With the completion of the purchase price amendments described above and the reappointment of government ministers in Burkina Faso, the Company is now moving ahead aggressively to complete the definitive documentation and close the transaction as quickly as possible. It is expected that the MRE report will be concluded in the next several weeks and the parties can proceed to obtain regulatory approval and financing to complete the transaction thereafter.
George S. Young said “We are pleased to restructure the acquisition of the Marbera project and believe that the purchase price for such an advanced project, with over 387,000 meters of drilling represents a very competitive and accretive acquisition for Altair in comparison to many transactions in West Africa. We are excited now to press forward to the closing of the acquisition and to commencing work on a PEA during the next several months. We believe we are well positioned to deliver exemplary value to our shareholders.”
Information of a technical and scientific nature that forms the basis of the disclosure in this press release has been prepared and approved by Dorian L. (Dusty) Nicol, a Qualified Person, under National Instrument 43-101, and Vice President, Exploration of Altair Resources Inc.
About Altair Resources Inc.
Altair Resources’ (TSX.V: AVX) primary focus is developing the Marbera project, Burkina Faso’s newest gold mine development opportunity. Marbera has a historical resource of 1.388 million ounces of gold at a grade of 0.95 g/t Au (0.5 g/t Au cut-off). An updated 43-101 compliant resource estimate is underway and will be completed in Q2 of 2022. A PEA and Feasibility Study will commence immediately after.
Burkina Faso is 2nd in gold production in West Africa with four major mining companies operating successfully and 15 gold mines that have reached production. In addition, Altair shareholders own an option to acquire two producing gold mines in Kazakhstan.
For further information:
George S. Young
Chairman, CEO, Altair Resources Inc.
+1 (806) 886- 3317
[email protected] , www.altairresources.com
Neither TSX Venture Exchange nor its Regulation Services Provider (as that term is defined in the policies of the TSX Venture Exchange) accepts responsibility for the adequacy or accuracy of this release.
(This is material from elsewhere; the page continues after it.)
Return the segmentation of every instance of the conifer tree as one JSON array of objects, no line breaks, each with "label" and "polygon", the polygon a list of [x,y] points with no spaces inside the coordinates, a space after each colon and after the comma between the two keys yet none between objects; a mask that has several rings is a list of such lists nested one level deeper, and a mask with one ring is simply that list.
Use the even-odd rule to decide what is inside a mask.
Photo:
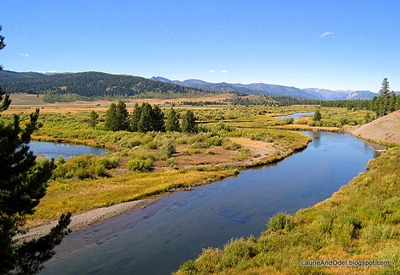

This press release contains forward-looking statements with respect to the Company. By their nature, forward-looking statements are subject to a variety of factors that could cause actual results to differ materially from the results suggested by the forward-looking statements. In addition, the forward-looking statements require management to make assumptions and are subject to inherent risks and uncertainties. There is significant risk that the forward-looking statements will not prove to be accurate, that the management’s assumptions may not be correct and that actual results may differ materially from such forward-looking statements. Accordingly, readers should not place undue reliance on the forward-looking statements.
Generally forward-looking statements can be identified by the use of terminology such as “anticipate”, “will”, “expect”, “may”, “continue”, “could”, “estimate”, “forecast”, “plan”, “potential” and similar expressions. Forward-looking statements contained in this press release may include, but are not limited to, the completion of the private placement and the Company receiving regulatory approval to the partial revocation order. These forward-looking statements are based on a number of assumptions which may prove to be incorrect including, but not limited to, the Company receiving regulatory approval to the private placement and the partial revocation order application.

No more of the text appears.